As she watched his figure disappear into his home, across from hers, near the parish priest’s convent, she imagined she saw him dragging his feet up a steep mountain amid pale shades, or dancing and smiling yet laden with anxiety and the dread impulse of a powerful will. She looked away from this disagreeable picture and fixed again on the fading image in her mind of taciturn Ysagani, enigmatic, silent, and incomprehensible. Farther up the summit, sitting like a sovereign, he seemed an imposing figure, menacing with his feet those crawling on the ground, disdainful and arrogant like a triumphal lord.
She closed her eyes and smiled, a bittersweet smile.
“That is a man,” she thought.
[This handwritten in green ink:]
Ysagani climbed up to his small room with its spectral windows. Even the capiz shells were decayed—cracked, opaque lozenges, some warped vitreous slivers sliding out from their wooden panels like so many stiff eyelids opening into a void. He always kept the windows shut, not minding the heat or the representation of a subtle entombment in the wood-lined room’s enclosed coffin air. He preferred to minister to the machine in complete privacy, away from all the prying eyes of Pili, which were not inconsiderable, mind you—his uncle was the least dangerous of them, but even he, despite the touching depths of his love, did not look with favor on his nephew’s obsession. In fact, he refused to speak of it at all. The young man took off his hat, exchanged his jusi shirt for his cotton camisa, took off his pants, and strung upon his languid waist his limp calzoncillos, and in a minute he was on the floor, cranking up the machine.
She saw the flowers of her country lime-washed in blue and red pots, arrayed in a line along a wide balustrade that ended in a low wall on the edge of a small canal, which served to irrigate the garden. Thin reeds crowned with eggshells to protect them from rain gladdened the flowers, adding a ghost touch to the roses and leaves: the cactus flourished, growing large and white flowers that compensated for the ugliness of its stalk, and the Easter flower tinted its branches a crimson red. By a natural course of thought, from the blush of spring flowers Cecilia dwelt on her new life in Manila: her dear aunt had left, upon her death, an immense fortune, sums of money in several banks and estates that, upon her coming of age, would fall upon her to nurture, just as the gardener tended this sweet arbor.
[This handwritten in pencil, with letter doodling in margins:]

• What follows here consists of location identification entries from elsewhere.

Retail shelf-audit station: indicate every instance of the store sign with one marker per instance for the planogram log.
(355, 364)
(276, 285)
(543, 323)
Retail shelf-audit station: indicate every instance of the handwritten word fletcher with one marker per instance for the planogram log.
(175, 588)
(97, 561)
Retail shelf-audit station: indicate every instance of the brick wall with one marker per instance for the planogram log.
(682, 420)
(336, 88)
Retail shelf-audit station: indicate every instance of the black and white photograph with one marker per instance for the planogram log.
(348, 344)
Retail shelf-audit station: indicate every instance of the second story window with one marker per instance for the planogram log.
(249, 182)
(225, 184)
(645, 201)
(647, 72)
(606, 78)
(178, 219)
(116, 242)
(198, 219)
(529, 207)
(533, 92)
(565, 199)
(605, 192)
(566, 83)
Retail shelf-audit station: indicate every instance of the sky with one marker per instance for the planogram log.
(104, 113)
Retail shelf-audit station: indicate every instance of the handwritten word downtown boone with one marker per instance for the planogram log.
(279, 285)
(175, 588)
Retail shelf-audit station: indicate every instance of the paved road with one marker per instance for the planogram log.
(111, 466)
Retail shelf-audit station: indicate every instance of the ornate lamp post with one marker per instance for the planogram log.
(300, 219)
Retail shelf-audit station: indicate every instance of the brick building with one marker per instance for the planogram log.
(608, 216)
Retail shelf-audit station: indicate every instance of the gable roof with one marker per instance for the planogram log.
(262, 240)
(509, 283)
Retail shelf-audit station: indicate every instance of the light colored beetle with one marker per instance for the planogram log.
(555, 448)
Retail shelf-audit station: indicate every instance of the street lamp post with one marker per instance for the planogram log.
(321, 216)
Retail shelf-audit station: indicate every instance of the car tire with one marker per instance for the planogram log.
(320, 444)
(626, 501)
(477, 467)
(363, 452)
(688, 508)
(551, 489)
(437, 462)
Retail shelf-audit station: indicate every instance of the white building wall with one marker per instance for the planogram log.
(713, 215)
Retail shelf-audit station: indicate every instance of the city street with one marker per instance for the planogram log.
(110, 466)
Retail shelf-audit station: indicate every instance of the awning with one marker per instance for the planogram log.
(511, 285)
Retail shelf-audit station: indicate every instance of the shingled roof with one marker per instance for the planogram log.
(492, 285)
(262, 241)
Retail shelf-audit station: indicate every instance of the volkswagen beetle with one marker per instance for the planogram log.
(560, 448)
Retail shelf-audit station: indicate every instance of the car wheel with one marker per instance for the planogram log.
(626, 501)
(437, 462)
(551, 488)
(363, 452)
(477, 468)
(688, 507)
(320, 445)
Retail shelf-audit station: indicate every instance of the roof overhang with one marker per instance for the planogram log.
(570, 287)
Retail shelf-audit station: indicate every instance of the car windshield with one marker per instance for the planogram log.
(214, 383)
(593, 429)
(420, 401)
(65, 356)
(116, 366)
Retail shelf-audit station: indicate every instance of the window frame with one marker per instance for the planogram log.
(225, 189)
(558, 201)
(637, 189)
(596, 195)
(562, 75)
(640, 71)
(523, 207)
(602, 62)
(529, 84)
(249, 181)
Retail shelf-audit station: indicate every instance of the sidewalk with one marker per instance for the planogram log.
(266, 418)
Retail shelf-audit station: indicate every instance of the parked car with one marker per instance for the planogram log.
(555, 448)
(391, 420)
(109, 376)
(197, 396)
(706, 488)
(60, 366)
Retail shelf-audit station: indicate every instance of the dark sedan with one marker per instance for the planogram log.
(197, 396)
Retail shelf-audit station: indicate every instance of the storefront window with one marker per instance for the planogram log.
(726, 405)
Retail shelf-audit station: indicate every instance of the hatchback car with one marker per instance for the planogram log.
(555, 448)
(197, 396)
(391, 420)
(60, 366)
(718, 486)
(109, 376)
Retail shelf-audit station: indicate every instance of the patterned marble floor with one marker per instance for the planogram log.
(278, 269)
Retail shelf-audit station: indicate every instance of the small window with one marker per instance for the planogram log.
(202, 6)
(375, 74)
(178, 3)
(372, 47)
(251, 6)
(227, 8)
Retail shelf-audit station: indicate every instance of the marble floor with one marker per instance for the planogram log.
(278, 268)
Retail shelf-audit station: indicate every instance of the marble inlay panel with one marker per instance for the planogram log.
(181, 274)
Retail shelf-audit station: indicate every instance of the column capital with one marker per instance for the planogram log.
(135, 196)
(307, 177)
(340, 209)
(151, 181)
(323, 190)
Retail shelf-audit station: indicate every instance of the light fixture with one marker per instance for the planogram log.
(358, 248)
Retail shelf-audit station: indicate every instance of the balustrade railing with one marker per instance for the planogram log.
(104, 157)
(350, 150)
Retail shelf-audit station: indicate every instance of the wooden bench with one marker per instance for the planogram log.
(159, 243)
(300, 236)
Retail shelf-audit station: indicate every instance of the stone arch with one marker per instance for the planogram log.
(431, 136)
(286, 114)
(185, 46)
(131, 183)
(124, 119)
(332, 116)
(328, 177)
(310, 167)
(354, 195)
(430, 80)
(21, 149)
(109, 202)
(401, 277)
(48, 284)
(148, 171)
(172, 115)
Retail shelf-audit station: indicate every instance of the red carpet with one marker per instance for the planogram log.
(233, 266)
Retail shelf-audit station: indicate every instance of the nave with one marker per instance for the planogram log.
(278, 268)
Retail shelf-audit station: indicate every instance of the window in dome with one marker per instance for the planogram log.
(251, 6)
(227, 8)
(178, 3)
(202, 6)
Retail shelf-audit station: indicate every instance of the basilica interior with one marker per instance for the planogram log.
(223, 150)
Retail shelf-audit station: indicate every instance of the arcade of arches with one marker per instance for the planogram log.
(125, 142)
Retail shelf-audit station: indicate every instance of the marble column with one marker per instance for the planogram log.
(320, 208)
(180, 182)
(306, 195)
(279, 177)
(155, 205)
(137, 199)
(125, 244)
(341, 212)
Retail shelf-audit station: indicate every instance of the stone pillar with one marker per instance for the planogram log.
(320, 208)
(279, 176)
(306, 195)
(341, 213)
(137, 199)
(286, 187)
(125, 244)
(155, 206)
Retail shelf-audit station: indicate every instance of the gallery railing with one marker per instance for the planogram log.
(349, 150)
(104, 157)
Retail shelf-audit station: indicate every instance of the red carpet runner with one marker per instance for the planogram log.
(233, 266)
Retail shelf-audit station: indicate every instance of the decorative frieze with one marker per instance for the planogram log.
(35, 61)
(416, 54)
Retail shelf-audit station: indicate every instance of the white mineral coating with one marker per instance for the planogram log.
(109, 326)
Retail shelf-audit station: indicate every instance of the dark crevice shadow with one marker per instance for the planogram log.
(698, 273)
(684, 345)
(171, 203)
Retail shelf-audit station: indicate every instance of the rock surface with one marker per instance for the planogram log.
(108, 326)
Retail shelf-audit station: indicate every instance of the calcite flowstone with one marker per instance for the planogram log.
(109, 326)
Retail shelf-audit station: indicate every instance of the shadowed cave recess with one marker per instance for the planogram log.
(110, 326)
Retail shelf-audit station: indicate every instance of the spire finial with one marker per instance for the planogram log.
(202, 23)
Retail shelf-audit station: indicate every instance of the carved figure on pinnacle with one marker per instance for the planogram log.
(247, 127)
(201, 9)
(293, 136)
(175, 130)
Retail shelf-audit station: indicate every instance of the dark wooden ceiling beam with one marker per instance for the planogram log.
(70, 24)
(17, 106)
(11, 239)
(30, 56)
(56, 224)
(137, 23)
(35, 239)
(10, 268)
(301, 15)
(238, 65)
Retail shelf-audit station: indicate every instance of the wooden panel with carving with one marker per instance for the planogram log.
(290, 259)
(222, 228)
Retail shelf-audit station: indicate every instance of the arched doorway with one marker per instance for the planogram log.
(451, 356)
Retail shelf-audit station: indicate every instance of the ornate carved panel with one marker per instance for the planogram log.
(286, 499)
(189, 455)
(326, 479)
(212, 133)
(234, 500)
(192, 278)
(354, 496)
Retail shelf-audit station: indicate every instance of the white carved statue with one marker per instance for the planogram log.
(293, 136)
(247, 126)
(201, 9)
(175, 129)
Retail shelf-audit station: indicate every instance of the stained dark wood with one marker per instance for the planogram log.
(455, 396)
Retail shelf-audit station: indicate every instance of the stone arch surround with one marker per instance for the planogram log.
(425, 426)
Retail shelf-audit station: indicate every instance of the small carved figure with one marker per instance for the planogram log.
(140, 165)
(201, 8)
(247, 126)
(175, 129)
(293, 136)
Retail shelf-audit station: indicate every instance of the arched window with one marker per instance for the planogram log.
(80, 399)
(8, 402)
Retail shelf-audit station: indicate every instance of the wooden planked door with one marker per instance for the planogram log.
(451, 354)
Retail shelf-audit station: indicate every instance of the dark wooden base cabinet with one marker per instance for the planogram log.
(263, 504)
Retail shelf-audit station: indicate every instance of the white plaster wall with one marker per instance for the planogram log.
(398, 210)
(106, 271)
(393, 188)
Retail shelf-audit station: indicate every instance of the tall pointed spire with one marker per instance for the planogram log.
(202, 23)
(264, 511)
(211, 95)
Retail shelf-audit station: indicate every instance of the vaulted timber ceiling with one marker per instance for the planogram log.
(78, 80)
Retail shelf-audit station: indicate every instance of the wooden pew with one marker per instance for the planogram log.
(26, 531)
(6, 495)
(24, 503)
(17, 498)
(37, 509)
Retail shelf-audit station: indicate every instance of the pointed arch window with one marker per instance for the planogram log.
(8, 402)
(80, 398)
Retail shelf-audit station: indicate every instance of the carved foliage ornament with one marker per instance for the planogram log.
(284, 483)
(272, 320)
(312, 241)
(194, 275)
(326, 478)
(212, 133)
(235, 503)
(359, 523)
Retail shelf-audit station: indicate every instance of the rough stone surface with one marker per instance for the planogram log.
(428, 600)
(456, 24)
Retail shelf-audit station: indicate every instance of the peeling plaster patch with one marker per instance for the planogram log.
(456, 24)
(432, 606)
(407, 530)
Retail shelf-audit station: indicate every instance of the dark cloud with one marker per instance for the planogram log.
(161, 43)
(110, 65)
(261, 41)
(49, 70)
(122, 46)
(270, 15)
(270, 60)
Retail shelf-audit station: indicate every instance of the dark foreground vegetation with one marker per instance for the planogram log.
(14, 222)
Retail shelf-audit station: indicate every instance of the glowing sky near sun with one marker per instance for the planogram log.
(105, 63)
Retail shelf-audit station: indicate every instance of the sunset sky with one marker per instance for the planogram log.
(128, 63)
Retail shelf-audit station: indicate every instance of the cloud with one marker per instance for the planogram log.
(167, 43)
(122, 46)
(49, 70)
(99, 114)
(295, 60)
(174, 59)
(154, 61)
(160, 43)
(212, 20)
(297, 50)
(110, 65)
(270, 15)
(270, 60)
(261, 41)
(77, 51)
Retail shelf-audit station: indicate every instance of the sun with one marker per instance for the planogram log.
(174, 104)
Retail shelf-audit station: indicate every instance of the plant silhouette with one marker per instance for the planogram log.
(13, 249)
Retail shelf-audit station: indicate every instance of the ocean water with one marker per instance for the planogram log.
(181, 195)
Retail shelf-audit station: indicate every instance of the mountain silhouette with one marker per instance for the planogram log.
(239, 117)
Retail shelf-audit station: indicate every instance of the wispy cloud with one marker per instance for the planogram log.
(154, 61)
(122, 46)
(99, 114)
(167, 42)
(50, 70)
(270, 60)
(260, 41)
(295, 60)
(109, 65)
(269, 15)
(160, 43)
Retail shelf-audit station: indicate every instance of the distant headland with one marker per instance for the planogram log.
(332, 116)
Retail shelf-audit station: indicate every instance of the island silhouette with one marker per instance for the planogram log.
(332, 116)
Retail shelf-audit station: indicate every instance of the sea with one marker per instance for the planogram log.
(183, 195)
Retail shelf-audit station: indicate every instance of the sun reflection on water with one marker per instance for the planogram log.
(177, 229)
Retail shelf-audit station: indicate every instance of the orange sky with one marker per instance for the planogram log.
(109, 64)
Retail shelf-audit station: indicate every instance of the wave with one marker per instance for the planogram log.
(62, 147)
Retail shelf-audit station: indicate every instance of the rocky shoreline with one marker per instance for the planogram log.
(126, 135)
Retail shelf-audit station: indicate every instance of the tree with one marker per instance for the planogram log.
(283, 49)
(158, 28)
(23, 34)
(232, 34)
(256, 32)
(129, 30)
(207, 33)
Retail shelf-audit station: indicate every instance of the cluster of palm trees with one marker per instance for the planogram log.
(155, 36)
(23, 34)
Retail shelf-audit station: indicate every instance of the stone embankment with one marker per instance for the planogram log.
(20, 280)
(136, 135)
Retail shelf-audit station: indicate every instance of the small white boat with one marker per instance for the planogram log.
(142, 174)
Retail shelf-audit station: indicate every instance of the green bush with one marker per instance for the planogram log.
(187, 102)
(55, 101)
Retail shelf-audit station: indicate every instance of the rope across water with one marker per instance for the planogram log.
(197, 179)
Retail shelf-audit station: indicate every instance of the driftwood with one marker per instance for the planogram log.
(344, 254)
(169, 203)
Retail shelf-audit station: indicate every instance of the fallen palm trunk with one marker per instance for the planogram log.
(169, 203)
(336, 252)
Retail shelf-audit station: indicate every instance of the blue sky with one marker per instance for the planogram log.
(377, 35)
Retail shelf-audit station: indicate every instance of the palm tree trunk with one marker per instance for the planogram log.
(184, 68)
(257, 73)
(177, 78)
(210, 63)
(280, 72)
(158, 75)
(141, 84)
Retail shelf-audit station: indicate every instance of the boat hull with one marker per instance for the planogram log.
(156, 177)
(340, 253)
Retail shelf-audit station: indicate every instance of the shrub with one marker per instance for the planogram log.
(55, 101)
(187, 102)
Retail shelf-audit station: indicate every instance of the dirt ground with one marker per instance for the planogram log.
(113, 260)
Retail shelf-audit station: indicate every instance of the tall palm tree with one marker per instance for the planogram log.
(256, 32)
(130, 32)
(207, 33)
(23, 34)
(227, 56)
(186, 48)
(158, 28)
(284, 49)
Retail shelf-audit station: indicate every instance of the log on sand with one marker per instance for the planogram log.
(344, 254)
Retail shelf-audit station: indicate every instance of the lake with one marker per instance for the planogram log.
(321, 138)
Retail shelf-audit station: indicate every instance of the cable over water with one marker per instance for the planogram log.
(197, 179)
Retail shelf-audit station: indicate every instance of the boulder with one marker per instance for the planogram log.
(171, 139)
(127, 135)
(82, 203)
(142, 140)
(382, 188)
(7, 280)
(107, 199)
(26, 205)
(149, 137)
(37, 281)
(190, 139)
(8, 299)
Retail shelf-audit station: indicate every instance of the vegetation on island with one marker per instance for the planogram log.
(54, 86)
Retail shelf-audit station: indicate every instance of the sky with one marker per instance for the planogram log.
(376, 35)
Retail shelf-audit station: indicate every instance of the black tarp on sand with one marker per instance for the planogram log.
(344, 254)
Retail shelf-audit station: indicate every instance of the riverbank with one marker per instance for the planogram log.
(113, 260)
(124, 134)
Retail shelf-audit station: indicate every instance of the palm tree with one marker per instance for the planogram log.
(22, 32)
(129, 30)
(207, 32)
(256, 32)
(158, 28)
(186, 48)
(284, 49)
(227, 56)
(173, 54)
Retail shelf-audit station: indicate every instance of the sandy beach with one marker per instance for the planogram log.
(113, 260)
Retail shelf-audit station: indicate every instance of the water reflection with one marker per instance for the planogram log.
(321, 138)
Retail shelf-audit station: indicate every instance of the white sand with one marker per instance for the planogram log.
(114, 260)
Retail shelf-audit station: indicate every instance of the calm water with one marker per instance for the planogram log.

He cranked the Minerva both with his foot and his right hand. He understood that some of these machines could now be run by electricity, in those countries favored by a crude optimism; Ysagani himself could not imagine the act of printing without the pressure of his moving hand and the slow prophetic pedal of his reverent feet. He preferred to imagine the atoms of his own rather lugubrious (even he had to admit) body transferred into the formerly sleeping machine. Now it was awake to an awkward clacking, to a clunking and pedantic rhyme. The sounds of the machine were a bit hoary, no matter how he oiled—a hoarse onomatopoeia of tongues. That, too, he believed, was a blessing, not a curse. It provided music of distraction that prevented the calumnies of the outside world from penetrating his dominion. It kept from him the shrill neighing horses of the Guardia Civil. It shut out the indecent shouts of Father Agaton in the convent next door, cursing out his maligned maid, the pitiful Anday. It kept him from the poor miserable weeping of the abject and cursed Anday. It shielded him from the dueling novenas among the ignorant women of the various Legions of Mary and the ignoble prayers of their rivals, the Sodalists of Mary, gathered in the vestibule of the church beside his home. It kept at bay the daily lashings and the boyish wails from the latinidad across the plaza—the harsh rewards of education in an enlightened land. It silenced the vacuous roar of the cockfight, the murderous chaos of masculine games, and the street hawker’s melancholy ardor on dismal and sleepy afternoons. And it muffled the beating of his vengeful heart.
Voice.
Cecilia heard it and wished to withdraw.
It was Father Agaton, the parish priest. The Curate, as they called him, had free entry not only to all the homes of Pili but also to the private chambers of those homes.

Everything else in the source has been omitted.